Saturday, July 25, 2015

The Slow Economic Recovery Has a Surprising Culprit. A decline in economic freedom since 2000 is the main cause of disappointing GDP growth.

Barron's reports:
The economic expansion that began in the third quarter of 2009 logged six years as of second-quarter 2015. That’s exactly the same duration as the previous expansion, which began in first-quarter 2002 and ended in fourth-quarter 2007, just before the start of the Great Recession.

On Thursday, the Bureau of Economic Analysis will release its first estimate of how economic growth fared in the second quarter, the 24th of the expansion. I’m expecting an annual growth rate of 3% or better, an above-average performance compared with the previous 23 quarters.

The BEA will also be releasing its annual benchmark revisions of past data. But even if there are upward revisions to recent years, and even assuming I’m right about improved performance in the second quarter, chances are still remote that the overall patterns will change materially.

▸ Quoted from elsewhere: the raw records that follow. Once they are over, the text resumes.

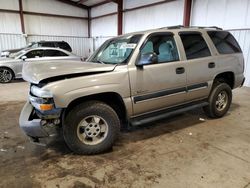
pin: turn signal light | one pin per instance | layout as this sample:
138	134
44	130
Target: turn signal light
45	107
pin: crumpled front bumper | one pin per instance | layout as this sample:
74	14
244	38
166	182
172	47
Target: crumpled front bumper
33	127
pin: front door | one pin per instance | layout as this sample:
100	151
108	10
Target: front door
162	84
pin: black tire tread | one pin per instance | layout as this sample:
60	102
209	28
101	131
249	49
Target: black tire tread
93	106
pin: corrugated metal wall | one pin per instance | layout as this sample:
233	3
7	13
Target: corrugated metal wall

For the recent period, those patterns look dismal. There were five expansions from 1970 to 2000, through which growth averaged in a range from 3.6% to 5.1%. Of the two expansions since 2000, the current expansion has been the slowest of all, at 2.2% so far. The second-slowest was the previous expansion, at 2.8%.
In the future, it's possible that Common Core math will tell students in government schools that 3% growth is bad for the environment.